Ruth 3:1-5, 4:13-17
November 11, 2012
After we have read that amazing speech of Ruth in chapter one, a speech that has become the only part of the book that anyone appears to know or use, why should we read on in the story? Is there anything more to learn from Ruth's tale? I think the answer is a resounding "yes," and more careful attention to the story's end can be most revealing for a preacher who wants to account for the whole of the biblical text.
After the speech, Boaz, a near kinsman of Naomi's (though she has tried to ditch Orpah and Ruth in chapter 1 by claiming that she had no near kinsmen at all) is introduced to us. And if we are still alert, we immediately hope that this man can be a possible match for Ruth, thus serving as her go'el, her 'redeemer" in a legal sense. But Naomi has apparently given up all hope, so Ruth has to continue her risky behavior by telling Naomi, "I am going (NRSV reads, "Let me go," which is possible but hardly in Ruth's character) to a field to glean, a place in which I might find a favorable reception" (Ruth 2:2). A foreign widow, venturing into an unknown man's field, runs all sorts of risks: assault by lusty field hands, rejection by a greedy owner, abuse from fellow gleaners who have long identified this field as their own place of "business."
"Gleaning" is a technical term in Israel. By some laws, found again in Deuteronomy, this time in 24:21 (the levirate marriage law that drove Naomi's Bethlehem road fantasy was also found in that book), reaping a field in Israel always had to take account of the poor and disadvantaged in the land. Hired hands were to harvest the field of the owner, but any grain that they missed in the first pass through the field must be left in the field for the strangers, the orphans, the foreigners, and the widows. It was a meager and difficult way to survive, but at least it offered a tiny meal for those who had nothing.
That supposedly was the law, but it takes little imagination to expect that this law was often handily forgotten by field owners who became heartily sick of "deadbeats" entering their fields to "steal" the grain that they had planted and paid for. In short, Ruth was risking her reputation, and possibly her life, by going to work in a foreigner's field.
In a lovely bit of serendipity, fortunately, "she happened to come to a part of the field that belonged to Boaz" (2:3). And soon the foreign widow, asking only to glean a meager pile of grain, is not only eating with the well-respected field owner (2:14), but has been favored by him to such an extent that she gleans an entire ephah of barley, by some accounts as much as five gallons, a very significant glean. When Ruth presents this harvest to Naomi, of whom she has been thinking during her entire interchange with Boaz, Naomi exclaims that she has never seen a glean quite like that one (2:19)! And upon hearing that Ruth has in fact worked in a field that belongs to Boaz, a light bulb (finally!) goes off above Naomi's head. Well, what do you know? Boaz is a very near kin of mine! Stay close by him, Ruth, she counsels; who knows what the man may do?

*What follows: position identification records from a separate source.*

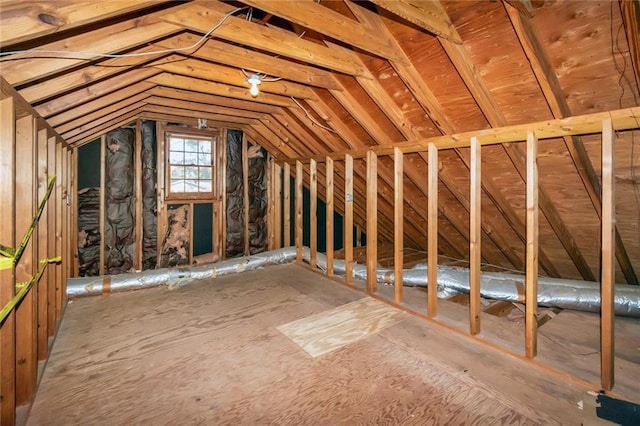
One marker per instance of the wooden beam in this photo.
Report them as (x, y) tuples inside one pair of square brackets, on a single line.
[(232, 76), (548, 81), (313, 211), (608, 270), (252, 61), (398, 224), (7, 276), (277, 214), (299, 212), (245, 192), (372, 222), (287, 205), (348, 218), (531, 289), (26, 312), (111, 39), (474, 237), (328, 22), (210, 87), (27, 21), (199, 17), (329, 225), (424, 15), (42, 242), (432, 234), (623, 119)]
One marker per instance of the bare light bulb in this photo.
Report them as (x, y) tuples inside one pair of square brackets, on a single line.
[(254, 80), (254, 90)]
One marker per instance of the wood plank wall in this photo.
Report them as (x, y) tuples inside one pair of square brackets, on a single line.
[(31, 152)]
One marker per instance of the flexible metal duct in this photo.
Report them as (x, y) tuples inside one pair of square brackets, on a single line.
[(552, 292)]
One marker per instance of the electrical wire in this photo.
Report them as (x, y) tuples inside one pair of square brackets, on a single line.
[(313, 120), (123, 55)]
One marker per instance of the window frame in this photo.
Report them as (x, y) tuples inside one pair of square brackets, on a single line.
[(177, 196)]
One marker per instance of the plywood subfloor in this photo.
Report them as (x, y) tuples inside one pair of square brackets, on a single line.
[(211, 353)]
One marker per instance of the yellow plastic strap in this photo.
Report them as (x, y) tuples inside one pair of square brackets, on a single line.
[(10, 256), (25, 287)]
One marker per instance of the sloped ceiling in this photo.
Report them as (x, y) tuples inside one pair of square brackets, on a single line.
[(346, 75)]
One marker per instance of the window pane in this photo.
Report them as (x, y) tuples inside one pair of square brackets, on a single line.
[(191, 185), (191, 172), (177, 172), (177, 185), (191, 145), (205, 185), (205, 147), (204, 173), (204, 159), (176, 158), (190, 158), (177, 144)]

But Ruth continued to glean in Boaz' field right up to "the end of the barley and the wheat harvests," as long as six or seven weeks, and nothing happens. Boaz may have appeared very anxious to have some sort of relationship with Ruth in chapter 2, but he retreats into silence at the beginning of chapter 3. There are no chocolates, no phone calls, no e-mails, no texts, no Facebook entries. And Naomi, whose brain is now snapping with possibilities, is tired of waiting. "My daughter, I need to seek some security ("rest" more literally; see 1:9 for the same word) for you so that it may go well with you (and perhaps she silently adds, "not to mention with me"). She proceeds to outline a plot in order to entrap the suddenly and mysteriously reluctant Boaz. She urges Ruth to put on her best gown, accessorize with some pearls and a subtle spray of her finest perfume (my holy imagination at work here), and go down to the threshing floor where Boaz and the rest of the farmers are celebrating the harvest.

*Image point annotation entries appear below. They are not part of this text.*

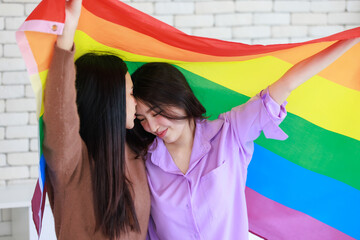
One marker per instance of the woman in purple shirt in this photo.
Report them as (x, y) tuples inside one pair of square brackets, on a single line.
[(197, 168)]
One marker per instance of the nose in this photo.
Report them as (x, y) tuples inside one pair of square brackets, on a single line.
[(152, 124)]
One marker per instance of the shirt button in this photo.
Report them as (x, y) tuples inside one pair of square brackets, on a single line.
[(54, 27)]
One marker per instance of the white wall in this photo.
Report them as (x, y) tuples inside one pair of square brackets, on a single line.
[(252, 22)]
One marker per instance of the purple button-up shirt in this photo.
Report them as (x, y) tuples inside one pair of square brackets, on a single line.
[(208, 202)]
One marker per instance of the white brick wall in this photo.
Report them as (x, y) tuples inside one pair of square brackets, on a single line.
[(247, 21)]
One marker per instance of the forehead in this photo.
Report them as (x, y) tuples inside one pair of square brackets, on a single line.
[(142, 108)]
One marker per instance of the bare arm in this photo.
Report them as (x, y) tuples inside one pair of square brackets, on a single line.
[(307, 68)]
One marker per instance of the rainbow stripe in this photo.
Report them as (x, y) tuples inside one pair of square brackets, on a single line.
[(306, 187)]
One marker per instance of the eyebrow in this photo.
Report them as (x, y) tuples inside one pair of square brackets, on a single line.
[(150, 109)]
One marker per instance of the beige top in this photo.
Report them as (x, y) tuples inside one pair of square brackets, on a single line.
[(68, 170)]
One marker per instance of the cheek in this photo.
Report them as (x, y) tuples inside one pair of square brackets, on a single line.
[(145, 125)]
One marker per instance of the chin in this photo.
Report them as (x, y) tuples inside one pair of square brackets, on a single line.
[(130, 126)]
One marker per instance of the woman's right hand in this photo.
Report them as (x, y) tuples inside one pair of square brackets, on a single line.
[(72, 11)]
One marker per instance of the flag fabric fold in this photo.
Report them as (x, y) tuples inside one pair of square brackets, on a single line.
[(306, 187)]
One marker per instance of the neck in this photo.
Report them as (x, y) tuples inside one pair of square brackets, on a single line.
[(187, 138)]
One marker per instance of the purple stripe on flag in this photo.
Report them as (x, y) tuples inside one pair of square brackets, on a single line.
[(267, 219)]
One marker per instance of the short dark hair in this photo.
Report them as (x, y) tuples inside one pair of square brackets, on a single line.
[(161, 85), (101, 100)]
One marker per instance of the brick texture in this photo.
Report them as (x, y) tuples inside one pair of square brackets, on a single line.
[(246, 21)]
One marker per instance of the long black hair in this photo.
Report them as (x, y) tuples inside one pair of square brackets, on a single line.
[(101, 102), (160, 86)]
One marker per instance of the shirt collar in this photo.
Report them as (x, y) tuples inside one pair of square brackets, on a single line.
[(205, 131)]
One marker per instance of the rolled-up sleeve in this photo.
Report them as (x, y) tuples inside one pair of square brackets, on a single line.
[(260, 113)]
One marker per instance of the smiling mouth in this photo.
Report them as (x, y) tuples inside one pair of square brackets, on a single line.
[(161, 134)]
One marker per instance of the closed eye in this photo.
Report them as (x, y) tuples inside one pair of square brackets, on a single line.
[(157, 113)]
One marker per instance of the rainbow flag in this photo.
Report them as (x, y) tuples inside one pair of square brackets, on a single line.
[(307, 187)]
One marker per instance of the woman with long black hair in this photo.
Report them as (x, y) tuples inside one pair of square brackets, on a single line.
[(97, 189)]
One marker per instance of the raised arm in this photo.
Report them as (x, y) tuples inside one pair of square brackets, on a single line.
[(62, 144), (307, 68)]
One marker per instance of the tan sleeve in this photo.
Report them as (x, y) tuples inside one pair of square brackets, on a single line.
[(62, 145)]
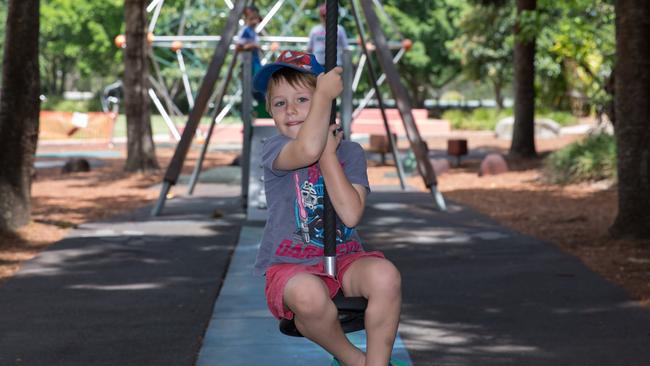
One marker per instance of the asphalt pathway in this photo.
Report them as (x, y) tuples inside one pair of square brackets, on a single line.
[(137, 290)]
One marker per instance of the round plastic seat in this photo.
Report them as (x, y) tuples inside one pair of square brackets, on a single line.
[(351, 315)]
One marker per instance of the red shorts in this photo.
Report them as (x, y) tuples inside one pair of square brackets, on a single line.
[(278, 275)]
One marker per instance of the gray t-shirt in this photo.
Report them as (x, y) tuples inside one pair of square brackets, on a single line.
[(294, 228)]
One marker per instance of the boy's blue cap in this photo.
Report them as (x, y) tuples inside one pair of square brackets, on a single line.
[(300, 61)]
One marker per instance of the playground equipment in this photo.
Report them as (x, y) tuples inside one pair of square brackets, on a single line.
[(386, 60), (351, 310)]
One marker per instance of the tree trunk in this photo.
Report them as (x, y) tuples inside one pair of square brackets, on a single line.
[(523, 134), (632, 85), (498, 95), (19, 109), (141, 155)]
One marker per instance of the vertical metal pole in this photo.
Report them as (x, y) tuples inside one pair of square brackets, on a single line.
[(346, 97), (418, 146), (392, 144), (329, 215), (247, 119)]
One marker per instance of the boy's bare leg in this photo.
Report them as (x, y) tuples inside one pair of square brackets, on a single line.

Once there, she is to secret herself in a hiding place from which she can determine where Boaz' grain pile is, must observe him fall into a sound sleep, and then sneak over to him quietly, uncover his feet and wait for him to tell her what to do (3:3-4)! The idea is absurd, potentially obscene (after all, "feet" in Hebrew is on occasion a euphemism for genitals—see most famously David's filthy quip to Uriah that he should go down to his house and "wash his feet"—2 Sam. 11:8, which Uriah rightly interprets as a request that he sleep with his wife in v. 11), and quite outlandish!

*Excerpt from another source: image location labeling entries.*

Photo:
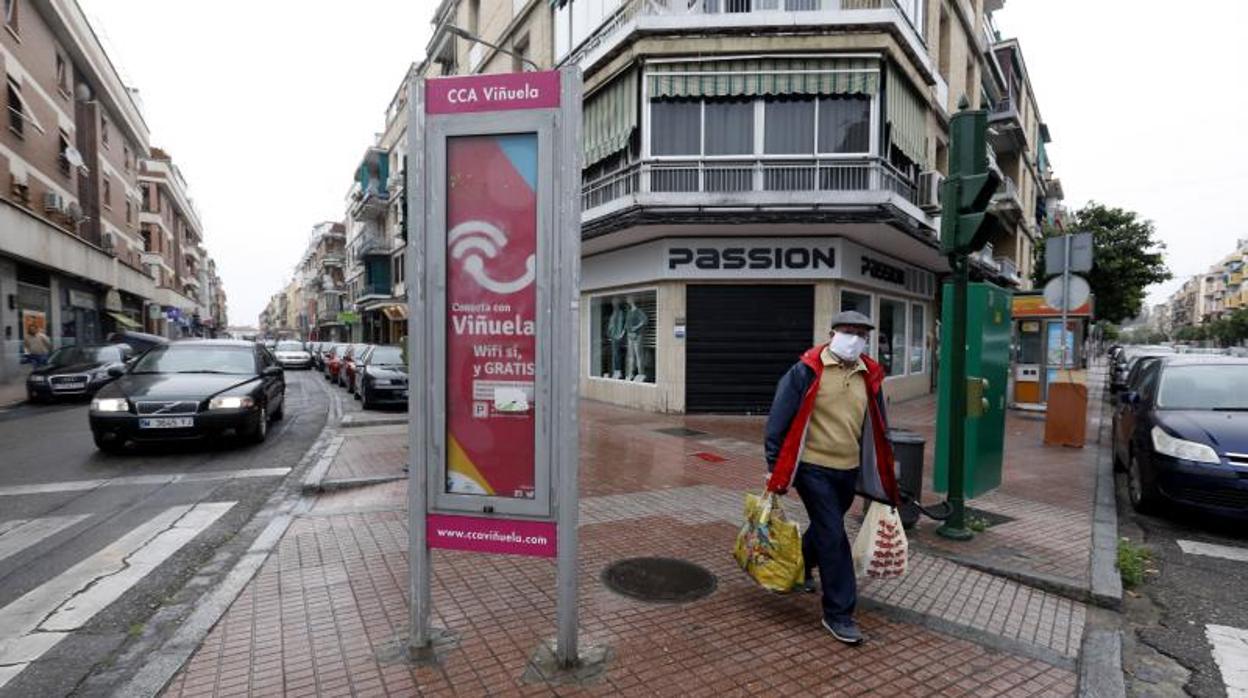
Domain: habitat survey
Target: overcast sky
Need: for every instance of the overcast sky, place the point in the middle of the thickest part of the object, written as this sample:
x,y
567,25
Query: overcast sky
x,y
267,108
268,105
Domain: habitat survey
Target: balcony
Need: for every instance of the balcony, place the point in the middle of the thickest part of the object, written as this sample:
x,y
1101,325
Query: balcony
x,y
1005,125
901,18
1006,201
370,195
735,184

Ruth agrees with all of it, saying to Naomi, "all that you say I will do" (3:5). She does all the things asked of her—the dress, the hiding, the sneaking, the uncovering. But when Boaz is startled from sleep, sees a woman at his feet, and shouts, "Who are you?" (3:9), Ruth's response is nothing less than we should now expect from this extraordinary woman. "I am Ruth, your handmaid (the word can be a very servile one, or something more like "companion"). Spread your cloak (literally "wing," see 2:12) over your handmaid, because you are the go'el" (3:9). Ruth hardly waits for Boaz to tell her what to do; she clearly tells him what to do! "You are redeemer, so act like one!" A clear proposal of marriage!